Aku melongo sesaat, tapi kemudian tawaku mau tidak mau pecah. Pasalnya dia mengatakan semua itu tanpa merubah ekspresi kesalnya. Bahkan ketika aku tertawa sampai rahang ini terasa sakit, Andra hanya melirik sekilas dengan pandangan aneh sebelum kembali konsentrasi dengan ramainya jalan.

Masih beberapa saat hingga akhirnya tawaku mereda, kemudian menghela napas untuk menyelesaikan sisa-sisa tawa. Kembali menatap sisi kiri wajah Andra yang masih juga menekuk. 

"Aku sayang kamu, Ndra. Sayang banget," kataku sambil mengusap lengan kirinya. "Makasih udah selalu belain aku."

Aku masih mengusap lengannya, sampai akhirnya Andra menghela napas keras-keras. Lalu, saat ia menginjak rem karena lampu lalu lintas yang menyala merah, dia menoleh menatapku.

"Kewajibanku sebagai suami, Vin." Dia meraih tanganku yang mengusap lengannya dan dikecup. "Aku juga sayang banget sama kamu." Senyum pun akhirnya mengembang di bibirnya.

"Makasi, Ndra ...."

"Iyah." Dia mengangguk. "By the way, minggu ini belum lima kali. Ntar ya. Jangan suka pura-pura lupa." Lalu, dia nyengir dengan tampang jahil.

Andra kadang memang semengesalkan itu. Tapi aku suka.

***

Mobil kami memasuki pekarangan ketika sore telah berganti malam. Begitu turun dari mobil, suara Clara terdengar memanggilku dan Andra dengan ceria. Dengan segera kami menghampir dia yang berdiri di halaman rumahnya, lekat dengan pagar pembatas.

"Sayang belum tidur?" Andra bertanya seraya mengulurkan tangannya untuk mengusap kepala gadis kecil kesayangannya.
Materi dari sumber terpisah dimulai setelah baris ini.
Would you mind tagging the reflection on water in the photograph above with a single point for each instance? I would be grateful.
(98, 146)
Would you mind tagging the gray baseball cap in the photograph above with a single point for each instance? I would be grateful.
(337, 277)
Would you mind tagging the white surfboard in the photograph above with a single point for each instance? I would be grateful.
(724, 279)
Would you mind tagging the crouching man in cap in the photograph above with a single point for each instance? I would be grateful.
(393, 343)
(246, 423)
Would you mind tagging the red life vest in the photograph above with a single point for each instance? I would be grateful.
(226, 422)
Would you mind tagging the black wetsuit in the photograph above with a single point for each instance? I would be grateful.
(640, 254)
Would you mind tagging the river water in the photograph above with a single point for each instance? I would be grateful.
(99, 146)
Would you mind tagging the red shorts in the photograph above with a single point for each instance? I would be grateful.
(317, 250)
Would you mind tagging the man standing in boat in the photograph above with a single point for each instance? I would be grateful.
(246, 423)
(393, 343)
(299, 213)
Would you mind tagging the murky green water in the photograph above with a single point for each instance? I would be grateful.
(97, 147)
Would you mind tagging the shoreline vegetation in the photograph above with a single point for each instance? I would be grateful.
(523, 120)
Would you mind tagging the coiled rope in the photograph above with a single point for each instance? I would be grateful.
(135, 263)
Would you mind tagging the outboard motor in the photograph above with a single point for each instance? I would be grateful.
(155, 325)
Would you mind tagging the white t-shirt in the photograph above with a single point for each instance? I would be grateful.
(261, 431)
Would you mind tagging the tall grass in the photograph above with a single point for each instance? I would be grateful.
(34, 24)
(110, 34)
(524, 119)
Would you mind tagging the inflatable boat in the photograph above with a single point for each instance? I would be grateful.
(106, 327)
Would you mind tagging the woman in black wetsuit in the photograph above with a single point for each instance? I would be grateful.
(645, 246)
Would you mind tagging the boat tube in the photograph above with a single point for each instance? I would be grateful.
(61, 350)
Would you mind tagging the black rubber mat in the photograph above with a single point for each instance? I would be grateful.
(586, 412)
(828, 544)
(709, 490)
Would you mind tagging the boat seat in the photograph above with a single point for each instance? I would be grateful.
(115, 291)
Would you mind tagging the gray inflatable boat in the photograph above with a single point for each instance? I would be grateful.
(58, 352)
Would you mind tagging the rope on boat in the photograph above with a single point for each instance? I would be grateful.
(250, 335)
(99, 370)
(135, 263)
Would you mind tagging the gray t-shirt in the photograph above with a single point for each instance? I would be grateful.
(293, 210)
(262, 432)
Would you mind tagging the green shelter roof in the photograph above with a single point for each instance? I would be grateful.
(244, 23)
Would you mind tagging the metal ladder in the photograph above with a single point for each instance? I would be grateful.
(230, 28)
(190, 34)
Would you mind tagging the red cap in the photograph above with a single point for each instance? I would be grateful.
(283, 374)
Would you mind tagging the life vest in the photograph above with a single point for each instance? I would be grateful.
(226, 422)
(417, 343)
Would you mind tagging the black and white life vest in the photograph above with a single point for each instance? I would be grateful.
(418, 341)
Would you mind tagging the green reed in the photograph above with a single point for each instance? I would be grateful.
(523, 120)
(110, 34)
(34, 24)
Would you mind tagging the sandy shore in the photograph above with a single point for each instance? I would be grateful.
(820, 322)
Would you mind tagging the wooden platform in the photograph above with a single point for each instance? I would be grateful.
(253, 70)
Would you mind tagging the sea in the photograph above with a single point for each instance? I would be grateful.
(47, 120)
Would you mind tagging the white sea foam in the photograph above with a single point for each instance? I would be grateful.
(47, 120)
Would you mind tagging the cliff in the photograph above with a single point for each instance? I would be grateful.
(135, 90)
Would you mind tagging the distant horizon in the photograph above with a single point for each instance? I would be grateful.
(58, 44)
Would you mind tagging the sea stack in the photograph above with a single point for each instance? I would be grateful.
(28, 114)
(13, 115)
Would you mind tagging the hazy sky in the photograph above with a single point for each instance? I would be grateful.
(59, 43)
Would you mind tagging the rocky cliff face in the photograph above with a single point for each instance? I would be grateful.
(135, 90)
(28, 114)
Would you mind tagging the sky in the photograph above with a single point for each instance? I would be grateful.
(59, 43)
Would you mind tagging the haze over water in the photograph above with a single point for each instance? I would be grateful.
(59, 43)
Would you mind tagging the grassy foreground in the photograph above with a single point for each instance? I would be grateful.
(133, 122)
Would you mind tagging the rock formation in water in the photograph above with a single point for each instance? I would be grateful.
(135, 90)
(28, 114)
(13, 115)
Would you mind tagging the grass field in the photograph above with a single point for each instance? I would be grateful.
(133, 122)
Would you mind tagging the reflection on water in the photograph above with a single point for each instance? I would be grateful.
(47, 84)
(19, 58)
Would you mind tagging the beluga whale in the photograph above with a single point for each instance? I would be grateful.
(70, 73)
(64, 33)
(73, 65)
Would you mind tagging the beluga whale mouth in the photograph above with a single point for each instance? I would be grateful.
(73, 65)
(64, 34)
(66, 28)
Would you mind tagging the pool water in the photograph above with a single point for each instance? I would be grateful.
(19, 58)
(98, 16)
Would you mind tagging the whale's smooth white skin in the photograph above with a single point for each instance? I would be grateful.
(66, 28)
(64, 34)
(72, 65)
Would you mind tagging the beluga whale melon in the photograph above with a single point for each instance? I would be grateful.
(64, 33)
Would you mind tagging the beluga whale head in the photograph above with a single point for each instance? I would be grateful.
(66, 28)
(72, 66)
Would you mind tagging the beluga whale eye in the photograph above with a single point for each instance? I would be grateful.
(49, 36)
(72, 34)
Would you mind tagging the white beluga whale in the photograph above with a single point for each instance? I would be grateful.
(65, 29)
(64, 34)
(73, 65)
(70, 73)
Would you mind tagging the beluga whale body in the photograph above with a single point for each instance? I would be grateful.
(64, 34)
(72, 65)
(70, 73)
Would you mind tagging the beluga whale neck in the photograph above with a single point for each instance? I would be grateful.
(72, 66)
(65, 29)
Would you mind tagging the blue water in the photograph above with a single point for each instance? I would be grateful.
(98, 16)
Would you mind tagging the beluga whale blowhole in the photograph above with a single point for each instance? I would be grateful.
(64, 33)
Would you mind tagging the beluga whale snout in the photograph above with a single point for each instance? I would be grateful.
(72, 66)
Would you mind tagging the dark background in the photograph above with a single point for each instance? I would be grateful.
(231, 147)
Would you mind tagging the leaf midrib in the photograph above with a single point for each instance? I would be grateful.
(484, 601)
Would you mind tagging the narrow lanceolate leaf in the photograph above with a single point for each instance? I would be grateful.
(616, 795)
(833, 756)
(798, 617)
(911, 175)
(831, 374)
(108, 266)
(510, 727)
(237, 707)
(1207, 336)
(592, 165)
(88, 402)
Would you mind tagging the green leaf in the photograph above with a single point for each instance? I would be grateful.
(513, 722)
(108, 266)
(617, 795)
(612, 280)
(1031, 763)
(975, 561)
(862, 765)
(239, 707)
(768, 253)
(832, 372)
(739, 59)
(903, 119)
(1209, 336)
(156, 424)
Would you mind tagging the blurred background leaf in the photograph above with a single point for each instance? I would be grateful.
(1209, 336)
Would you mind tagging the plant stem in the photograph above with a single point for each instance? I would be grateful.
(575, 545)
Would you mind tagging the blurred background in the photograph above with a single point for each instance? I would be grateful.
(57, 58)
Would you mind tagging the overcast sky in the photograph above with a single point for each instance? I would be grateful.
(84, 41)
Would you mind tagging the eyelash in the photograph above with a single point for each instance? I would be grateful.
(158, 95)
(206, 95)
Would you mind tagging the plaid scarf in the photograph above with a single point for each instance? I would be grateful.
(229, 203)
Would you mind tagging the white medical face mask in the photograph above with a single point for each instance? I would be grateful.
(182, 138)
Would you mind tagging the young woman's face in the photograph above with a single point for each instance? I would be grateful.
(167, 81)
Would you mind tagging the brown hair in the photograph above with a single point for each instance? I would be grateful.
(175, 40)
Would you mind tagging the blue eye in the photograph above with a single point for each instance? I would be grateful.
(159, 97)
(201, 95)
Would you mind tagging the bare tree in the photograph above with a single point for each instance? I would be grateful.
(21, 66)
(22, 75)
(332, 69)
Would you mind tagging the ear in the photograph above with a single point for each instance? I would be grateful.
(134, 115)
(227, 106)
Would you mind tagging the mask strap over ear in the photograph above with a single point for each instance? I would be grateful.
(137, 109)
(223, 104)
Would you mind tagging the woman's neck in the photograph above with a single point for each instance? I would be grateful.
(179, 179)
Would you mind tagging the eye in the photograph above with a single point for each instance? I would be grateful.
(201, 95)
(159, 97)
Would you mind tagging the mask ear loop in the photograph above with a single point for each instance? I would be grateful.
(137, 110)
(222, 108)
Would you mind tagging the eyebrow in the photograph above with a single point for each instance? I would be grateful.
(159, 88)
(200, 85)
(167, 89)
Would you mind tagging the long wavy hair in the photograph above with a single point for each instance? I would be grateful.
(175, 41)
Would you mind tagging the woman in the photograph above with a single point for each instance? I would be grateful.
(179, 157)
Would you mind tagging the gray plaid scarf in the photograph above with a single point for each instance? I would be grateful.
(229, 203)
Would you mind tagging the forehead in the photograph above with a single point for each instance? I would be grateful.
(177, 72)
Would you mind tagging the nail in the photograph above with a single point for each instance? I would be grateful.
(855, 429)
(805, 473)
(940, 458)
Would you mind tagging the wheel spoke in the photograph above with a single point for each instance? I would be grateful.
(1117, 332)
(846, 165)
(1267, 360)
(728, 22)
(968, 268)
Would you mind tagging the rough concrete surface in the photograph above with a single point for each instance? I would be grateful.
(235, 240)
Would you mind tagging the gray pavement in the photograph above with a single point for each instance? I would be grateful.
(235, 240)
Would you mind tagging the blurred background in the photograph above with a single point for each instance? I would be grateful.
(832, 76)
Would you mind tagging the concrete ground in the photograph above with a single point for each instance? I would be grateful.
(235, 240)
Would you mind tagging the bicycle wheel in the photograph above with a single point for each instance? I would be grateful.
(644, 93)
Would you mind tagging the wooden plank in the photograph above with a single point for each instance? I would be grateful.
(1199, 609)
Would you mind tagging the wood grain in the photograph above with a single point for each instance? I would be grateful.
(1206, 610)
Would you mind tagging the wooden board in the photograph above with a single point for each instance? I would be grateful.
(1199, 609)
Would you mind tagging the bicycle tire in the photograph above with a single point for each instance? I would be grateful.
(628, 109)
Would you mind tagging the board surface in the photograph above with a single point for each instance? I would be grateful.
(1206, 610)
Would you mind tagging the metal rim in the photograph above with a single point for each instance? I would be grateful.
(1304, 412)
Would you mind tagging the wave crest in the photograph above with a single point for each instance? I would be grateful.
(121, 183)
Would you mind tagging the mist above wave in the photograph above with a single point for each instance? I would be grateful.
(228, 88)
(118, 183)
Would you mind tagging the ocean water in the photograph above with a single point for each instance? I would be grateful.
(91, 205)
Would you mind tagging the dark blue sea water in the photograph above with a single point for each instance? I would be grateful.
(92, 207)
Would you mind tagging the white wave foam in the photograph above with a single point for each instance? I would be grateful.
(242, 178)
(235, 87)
"Belum. Tadinya mau minta dibacain cerita lagi sama Papa." Clara menyahut dengan senyum lebar. "Tapi enggak jadi. Soalnya Mama bilang, mau bacain cerita buat aku."

Andra tersenyum. "Jangan kemalaman tidurnya. Besok sekolah, 'kan?"

Clara mengangguk, lalu melirik ke arahku. "Apa kabar, Tante Vin? Tadi pagi Mama bilang agak khawatir sama Tante dan Papa. Tapi aku enggak tanya kenapa. Enggak peduli juga, sih, soalnya aku lebih khawatir dengan," Clara mengedipkan sebelah matanya, "you know, 'kan, Tante?"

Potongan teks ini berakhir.